Relentless Rise In Caesareans
Recent studies reaffirm WHO’s optimal caesarean section rate guidance. Best outcomes occur with a 5% to 10% rate.
Despite talk of "maternal request" caesareans, it is rare. A survey of women delivered in hospital (2005): first to poll US. women about decisions. Those who had caesareans were asked why and who had initiated it. Of 1600 only one reported planned first caesarean at own request without medical reason (Declercq et al. 2006a). In other countries similar results are found. (McCourt et al. 2007). Many point to population changes: older women with medical conditions and the extra challenges of multiple births. Researchers found some overall changes in this population: caesarean rates rising for all groups, regardless of age, parity, extent of health problems, race/ ethnicity, or other breakdowns (Declercq et al. 2006b) . A change in practice standards reflects increasing professional willingness to always consider a caesarean. 25% of caesarean survey participants reported perceived professional pressure for caesarean (Declercq et al. 2006a). Interconnected factors influence rising rates. Enhancing women's own abilities to deliver is a low priority. Supporting physiologic labour, like continuous support with a doula or other companion and ECV reduces likelihood of caesarean. The caesarean decision is often made instead of using watching waiting, positioning and movement, comfort measures, oral nourishment etc. to facilitate labour progress. Research suggests some labour interventions increase caesarean likelihood. Eg. Nullipara induction on unripe cervix; continuous CTG has been associated with greater caesarean likelihood; early labour epidurals or lacking high-dose boost of syntocinon. Many professionals and/or hospitals do not offer informed choice of vaginal birth in some circumstances. The survey found many previous caesareans would like the VBAC option but health professionals and/or hospitals were unwilling (Declercq et al. 2006a). 9:10 with a previous caesarean are having repeats. Few with a breech have the option to plan vaginal birth.
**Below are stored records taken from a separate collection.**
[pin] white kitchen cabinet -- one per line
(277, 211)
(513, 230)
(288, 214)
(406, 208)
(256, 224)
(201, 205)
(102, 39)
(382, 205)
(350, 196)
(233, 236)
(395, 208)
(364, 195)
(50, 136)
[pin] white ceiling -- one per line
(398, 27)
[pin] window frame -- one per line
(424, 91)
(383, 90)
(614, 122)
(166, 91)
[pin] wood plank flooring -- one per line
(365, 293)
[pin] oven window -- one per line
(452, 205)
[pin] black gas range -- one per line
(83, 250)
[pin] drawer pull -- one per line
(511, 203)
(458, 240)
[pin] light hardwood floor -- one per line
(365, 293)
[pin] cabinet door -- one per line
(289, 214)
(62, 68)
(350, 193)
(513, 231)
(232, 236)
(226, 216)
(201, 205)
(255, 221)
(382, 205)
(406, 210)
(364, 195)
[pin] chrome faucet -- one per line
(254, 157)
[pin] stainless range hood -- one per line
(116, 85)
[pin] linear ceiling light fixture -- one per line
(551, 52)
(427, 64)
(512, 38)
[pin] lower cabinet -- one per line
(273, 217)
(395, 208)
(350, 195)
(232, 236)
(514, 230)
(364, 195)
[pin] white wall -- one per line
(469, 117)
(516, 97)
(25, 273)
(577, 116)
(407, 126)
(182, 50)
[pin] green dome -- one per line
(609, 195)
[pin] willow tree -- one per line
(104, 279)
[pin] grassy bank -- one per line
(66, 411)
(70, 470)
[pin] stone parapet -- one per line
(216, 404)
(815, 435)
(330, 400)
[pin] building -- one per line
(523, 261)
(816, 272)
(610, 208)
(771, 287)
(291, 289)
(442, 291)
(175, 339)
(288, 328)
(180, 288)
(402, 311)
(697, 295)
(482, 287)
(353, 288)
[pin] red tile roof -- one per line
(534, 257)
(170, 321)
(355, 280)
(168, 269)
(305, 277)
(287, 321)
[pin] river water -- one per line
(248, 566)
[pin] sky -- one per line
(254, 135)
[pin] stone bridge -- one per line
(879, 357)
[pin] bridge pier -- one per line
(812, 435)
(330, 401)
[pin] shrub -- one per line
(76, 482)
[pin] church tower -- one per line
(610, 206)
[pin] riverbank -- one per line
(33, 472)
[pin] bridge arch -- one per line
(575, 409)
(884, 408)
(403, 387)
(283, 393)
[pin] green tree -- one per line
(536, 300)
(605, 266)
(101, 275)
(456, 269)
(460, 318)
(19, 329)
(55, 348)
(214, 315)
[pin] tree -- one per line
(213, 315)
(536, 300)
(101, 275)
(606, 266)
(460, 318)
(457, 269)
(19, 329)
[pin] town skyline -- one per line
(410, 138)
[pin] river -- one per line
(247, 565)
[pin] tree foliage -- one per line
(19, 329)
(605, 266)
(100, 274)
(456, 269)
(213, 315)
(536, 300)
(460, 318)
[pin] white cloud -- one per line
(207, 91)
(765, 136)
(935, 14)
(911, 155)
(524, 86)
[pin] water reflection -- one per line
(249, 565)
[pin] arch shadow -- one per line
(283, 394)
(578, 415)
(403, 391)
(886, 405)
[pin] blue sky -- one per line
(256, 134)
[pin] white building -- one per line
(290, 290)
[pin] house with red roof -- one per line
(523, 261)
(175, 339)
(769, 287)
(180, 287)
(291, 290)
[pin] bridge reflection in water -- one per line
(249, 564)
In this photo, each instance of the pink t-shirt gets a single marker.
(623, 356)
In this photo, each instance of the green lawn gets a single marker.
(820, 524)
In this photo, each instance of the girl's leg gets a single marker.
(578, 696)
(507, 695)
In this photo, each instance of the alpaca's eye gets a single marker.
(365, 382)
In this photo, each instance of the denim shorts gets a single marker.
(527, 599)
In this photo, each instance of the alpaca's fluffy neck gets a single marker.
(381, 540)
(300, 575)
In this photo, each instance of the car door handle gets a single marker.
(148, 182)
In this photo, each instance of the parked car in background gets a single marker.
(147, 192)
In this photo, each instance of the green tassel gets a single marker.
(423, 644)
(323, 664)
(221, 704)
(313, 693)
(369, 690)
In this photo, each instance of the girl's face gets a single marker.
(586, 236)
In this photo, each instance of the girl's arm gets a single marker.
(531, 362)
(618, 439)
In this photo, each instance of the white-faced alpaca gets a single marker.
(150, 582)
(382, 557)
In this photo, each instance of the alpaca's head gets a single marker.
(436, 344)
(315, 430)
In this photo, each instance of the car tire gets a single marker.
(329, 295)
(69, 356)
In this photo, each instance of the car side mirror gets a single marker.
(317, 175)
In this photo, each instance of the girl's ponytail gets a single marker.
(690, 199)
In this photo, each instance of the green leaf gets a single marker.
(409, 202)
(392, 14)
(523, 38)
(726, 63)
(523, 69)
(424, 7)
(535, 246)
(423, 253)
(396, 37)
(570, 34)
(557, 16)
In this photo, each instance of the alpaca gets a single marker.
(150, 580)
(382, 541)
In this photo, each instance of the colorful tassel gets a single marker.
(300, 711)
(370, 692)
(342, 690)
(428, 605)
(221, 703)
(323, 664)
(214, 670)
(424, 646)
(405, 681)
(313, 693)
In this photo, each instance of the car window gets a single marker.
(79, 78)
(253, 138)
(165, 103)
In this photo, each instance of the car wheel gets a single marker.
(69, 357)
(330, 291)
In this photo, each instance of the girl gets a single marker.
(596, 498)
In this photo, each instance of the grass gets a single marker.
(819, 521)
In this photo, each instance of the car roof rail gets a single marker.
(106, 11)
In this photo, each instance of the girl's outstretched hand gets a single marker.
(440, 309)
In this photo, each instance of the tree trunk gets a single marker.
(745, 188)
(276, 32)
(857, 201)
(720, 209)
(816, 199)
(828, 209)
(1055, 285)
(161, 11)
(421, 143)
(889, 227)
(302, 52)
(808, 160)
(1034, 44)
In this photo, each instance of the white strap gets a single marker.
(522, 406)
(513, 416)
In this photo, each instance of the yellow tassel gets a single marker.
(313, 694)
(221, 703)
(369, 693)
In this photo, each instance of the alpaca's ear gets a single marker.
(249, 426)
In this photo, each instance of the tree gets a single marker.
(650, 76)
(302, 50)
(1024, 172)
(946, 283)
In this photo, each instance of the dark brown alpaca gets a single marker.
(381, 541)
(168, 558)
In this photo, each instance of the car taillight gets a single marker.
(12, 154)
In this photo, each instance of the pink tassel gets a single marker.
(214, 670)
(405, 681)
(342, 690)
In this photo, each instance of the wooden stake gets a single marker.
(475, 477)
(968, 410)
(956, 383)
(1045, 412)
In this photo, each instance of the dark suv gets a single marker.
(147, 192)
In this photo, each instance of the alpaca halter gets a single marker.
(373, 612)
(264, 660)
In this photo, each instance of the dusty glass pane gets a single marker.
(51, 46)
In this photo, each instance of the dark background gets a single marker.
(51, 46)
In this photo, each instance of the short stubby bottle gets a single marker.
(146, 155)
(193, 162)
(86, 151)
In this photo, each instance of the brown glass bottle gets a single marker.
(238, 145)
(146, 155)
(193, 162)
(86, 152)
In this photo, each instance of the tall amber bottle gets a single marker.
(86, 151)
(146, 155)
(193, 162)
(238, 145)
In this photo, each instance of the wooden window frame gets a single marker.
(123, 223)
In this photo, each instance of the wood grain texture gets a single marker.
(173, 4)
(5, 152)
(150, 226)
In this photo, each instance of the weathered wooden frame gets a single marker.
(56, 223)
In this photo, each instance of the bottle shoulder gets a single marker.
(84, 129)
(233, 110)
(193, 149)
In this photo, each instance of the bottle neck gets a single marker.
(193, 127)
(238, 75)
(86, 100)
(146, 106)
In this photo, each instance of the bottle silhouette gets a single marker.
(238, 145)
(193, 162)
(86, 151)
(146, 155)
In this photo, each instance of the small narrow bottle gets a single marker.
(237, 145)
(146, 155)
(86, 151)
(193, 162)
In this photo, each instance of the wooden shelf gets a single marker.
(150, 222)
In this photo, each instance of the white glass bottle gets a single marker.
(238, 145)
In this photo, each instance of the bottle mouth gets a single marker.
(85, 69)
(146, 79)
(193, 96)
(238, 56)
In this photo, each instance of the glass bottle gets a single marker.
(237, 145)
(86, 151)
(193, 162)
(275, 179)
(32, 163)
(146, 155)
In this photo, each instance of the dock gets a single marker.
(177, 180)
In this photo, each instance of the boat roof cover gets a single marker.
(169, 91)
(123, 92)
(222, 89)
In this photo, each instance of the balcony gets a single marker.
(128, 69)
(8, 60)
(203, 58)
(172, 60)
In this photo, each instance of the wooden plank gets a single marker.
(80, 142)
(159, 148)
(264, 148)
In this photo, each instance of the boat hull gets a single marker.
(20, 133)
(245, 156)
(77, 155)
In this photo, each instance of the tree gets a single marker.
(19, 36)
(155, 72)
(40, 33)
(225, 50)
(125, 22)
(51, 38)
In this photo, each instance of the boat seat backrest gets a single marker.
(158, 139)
Society is tolerant of surgical procedures, even without medical need reflecting this in the comfort level of health professionals, insurers, administrators, and women with caesarean trends. A major surgical procedure compared with vaginal birth has high possible harm for mothers and babies. Short-term material harm includes increased infection risk, surgical injury, thrombosis, emergency hysterectomy, intense prolonged pain, readmission and poor overall functioning. These babies are susceptible to surgical cuts, breathing problems, difficult breastfeeding, and asthma. "Adhesions" mean caesarean mothers are more likely to get ongoing pelvic pain, bowel blockages, future surgical injuries, and infertility. After caesarean various serious conditions more likely in future pregnancies, like ectopics, praevia, accreta, abruption, and uterine rupture (Childbirth Connection 2006).
Given how legal, liability insurance, and health insurance systems work, caregivers may feel a caesarean reduces the risk of being sued or losing a lawsuit, even when vaginal birth is optimal care. Many health professionals feel squeezed by tightened payments for services and increasing practice expenses. The flat "global fee" method of paying for childbirth does not provide any extra for those who patiently support a longer vaginal birth. Some payment schedules pay more for caesarean than vaginal birth. A planned caesarean section is an especially efficient way for professionals to organize hospital work, office work and personal life. Average hospital charges are much greater for caesarean than vaginal birth, and may offer hospitals greater scope for profit. All of these factors contribute to a current national caesarean section rate of over 30%, despite evidence that a rate of 5% to 10% would be optimal.